Last updated: Thu 2 Apr 2015, 11:51 AM

Commerce minister Humayun Akhtar Khan told a news conference that the government was also launching a major diplomatic effort to stop imposition of the duty on a major Pakistani textile product.

Responding to a question on free trade agreement (FTA) with Sri Lanka, the minister said the finalisation of lists has been delayed mainly because to political crisis in Sri Lanka.

He, however, agreed that duties on the import of agriculture products like potato, onion and rice was very high and Pakistan wanted reduction in these duties. He said Pakistan, in return has delayed duty concession on Sri Lankan tea and hoped that the issue would be resolved on a give- and- take basis whenever the talks resumed.

The minister said exports during the month of January have amounted to $1.093 billion against $0.946 million in the same month last year, showing an increase of 15.52 per cent. He said the imports in January 2004 amounted to $1.344 billion against $1.053 billion in the corresponding month last year, registering an increase of 27.65 per cent.

As such, the trade gap widened by 135 per cent during the month of January as it amounted to $250 million this year compared with $106.6 million in the same month last year.

In overall terms, the exports during the first seven months of the current fiscal year have amounted to $6.974 billion compared with $6.144 billion of the same period last year showing an increase of 13.52 per cent.
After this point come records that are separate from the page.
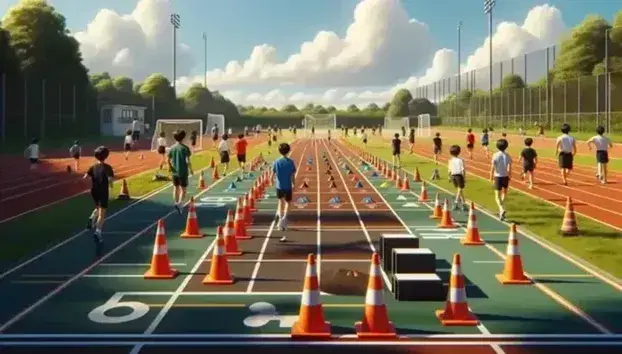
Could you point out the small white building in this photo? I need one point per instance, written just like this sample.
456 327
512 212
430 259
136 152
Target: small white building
115 120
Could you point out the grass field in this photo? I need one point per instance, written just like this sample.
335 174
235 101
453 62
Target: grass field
43 228
598 245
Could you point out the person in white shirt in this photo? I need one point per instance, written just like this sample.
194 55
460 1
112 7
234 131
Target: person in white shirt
602 144
32 152
566 149
500 173
457 175
127 143
224 151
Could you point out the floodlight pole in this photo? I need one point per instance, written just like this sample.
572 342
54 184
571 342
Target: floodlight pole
175 21
488 6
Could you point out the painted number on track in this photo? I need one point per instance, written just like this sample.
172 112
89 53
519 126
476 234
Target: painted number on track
100 313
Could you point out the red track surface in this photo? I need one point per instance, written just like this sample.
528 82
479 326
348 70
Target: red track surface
600 202
22 190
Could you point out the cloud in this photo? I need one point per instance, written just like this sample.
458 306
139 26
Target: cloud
134 45
543 27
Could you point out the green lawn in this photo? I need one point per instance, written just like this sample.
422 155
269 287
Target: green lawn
36 231
598 244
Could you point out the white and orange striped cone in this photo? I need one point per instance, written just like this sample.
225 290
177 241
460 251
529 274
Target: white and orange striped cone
423 195
447 222
472 237
513 267
569 224
437 212
456 312
240 224
219 273
311 323
192 223
160 263
375 323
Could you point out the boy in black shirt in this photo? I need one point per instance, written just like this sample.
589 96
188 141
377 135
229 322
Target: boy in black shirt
396 145
102 177
529 157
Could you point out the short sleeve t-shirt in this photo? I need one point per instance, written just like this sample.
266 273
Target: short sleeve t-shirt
179 155
240 146
100 174
284 168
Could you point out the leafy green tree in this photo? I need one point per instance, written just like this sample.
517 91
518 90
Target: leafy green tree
399 104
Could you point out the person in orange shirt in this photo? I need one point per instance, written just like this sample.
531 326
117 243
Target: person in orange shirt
240 147
470 142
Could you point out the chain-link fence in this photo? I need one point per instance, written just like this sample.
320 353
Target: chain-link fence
584 102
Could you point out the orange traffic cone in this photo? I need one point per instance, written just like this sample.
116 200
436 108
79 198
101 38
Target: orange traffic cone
160 263
240 223
437 212
125 192
311 323
201 181
472 238
447 221
417 177
231 244
375 323
569 224
456 312
219 273
192 224
423 195
513 268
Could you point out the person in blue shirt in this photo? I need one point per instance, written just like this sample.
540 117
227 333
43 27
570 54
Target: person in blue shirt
284 169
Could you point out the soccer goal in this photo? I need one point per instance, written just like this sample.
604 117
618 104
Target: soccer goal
215 120
424 128
321 122
168 126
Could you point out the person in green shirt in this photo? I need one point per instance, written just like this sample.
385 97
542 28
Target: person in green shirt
180 167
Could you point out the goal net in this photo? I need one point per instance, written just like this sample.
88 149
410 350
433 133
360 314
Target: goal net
321 122
215 120
397 125
424 128
168 126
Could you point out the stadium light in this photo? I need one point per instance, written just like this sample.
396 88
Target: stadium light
488 6
176 22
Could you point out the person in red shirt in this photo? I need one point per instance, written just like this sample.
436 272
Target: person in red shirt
470 142
240 147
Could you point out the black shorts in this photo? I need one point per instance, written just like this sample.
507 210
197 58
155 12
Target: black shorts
180 181
602 156
284 194
458 181
224 157
100 197
565 160
502 183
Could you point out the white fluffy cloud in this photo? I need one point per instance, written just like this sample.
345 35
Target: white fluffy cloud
134 45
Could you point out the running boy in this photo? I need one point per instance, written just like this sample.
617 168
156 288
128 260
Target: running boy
437 144
500 172
470 142
180 167
102 177
457 175
284 169
75 151
603 144
529 158
127 143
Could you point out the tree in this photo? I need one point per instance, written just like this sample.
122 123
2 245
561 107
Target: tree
399 104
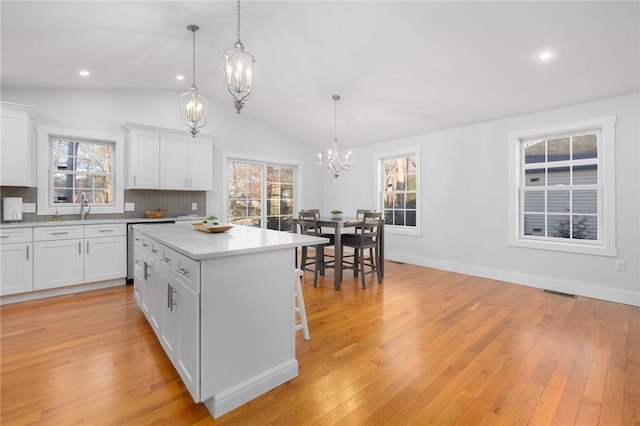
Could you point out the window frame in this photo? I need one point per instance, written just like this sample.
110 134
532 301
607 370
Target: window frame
45 189
605 245
380 159
241 158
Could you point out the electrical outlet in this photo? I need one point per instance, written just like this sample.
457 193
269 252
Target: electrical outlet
28 207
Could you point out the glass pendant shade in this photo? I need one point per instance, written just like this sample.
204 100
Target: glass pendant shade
239 69
194 110
333 162
193 106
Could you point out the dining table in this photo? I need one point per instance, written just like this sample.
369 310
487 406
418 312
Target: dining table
338 224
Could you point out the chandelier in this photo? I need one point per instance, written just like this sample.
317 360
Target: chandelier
333 163
193 106
238 65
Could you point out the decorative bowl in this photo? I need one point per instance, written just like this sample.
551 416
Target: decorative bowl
155 214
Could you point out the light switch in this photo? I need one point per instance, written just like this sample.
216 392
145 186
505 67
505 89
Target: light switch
28 207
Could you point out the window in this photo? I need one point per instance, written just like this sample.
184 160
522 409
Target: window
77 162
399 195
81 167
562 180
252 186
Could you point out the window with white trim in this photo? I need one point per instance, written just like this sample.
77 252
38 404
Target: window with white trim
260 195
564 188
72 162
400 192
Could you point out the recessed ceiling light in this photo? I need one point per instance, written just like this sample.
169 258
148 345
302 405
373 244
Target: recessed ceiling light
545 55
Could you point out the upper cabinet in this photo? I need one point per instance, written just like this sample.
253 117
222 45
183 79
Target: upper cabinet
168 159
17 145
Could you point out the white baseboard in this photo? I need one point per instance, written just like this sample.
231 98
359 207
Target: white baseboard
234 397
60 291
564 286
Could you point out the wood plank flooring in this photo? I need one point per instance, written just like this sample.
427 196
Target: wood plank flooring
426 347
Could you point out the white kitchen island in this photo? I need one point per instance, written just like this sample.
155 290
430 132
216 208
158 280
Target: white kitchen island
222 306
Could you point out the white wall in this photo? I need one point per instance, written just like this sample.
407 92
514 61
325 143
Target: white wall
465 212
107 110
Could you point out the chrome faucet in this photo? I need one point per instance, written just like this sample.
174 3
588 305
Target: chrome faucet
84 203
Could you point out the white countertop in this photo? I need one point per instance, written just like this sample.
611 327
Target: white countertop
199 245
96 222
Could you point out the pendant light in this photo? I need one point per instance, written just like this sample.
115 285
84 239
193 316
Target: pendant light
238 65
192 105
333 163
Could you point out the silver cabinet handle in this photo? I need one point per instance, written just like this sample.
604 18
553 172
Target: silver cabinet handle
182 271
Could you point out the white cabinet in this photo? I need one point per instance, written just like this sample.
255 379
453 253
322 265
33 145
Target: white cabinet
167 285
17 145
143 159
105 252
70 255
168 159
16 258
58 256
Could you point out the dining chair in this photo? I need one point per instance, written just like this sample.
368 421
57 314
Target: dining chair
367 238
308 223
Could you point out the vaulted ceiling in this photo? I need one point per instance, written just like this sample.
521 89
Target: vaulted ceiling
402 68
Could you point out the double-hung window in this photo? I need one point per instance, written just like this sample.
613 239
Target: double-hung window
399 192
564 188
75 164
260 194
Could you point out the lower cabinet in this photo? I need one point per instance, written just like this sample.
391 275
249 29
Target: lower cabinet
70 255
16 258
166 286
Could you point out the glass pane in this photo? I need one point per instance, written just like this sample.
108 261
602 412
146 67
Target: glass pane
411 164
585 227
388 217
558 149
534 152
558 226
411 200
585 146
534 225
585 201
558 201
534 177
388 201
411 218
558 176
585 175
411 183
399 201
398 218
534 201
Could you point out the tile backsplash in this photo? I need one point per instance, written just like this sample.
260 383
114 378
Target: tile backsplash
177 203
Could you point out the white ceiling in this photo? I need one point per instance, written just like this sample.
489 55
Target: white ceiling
402 68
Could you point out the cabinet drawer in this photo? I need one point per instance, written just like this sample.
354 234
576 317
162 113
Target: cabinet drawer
186 270
51 233
16 235
105 230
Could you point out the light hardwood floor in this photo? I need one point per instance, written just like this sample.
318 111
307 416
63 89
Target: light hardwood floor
426 347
The minister said that the seven-month export target was set at $6.813 billion which has been surpassed by two per cent. He said that $12.1 billion export target for the current fiscal year would be easily achieved.

The imports during the seven months (June-January) have amounted to $7.949 billion this year compared to $6.841 billion in the same period last year, showing an increase of 16.20 per cent.

Consequently, the trade gap has increased by 39.84 per cent during the first seven months of the current fiscal year and stood at $974 million against $697 million of the same period last year.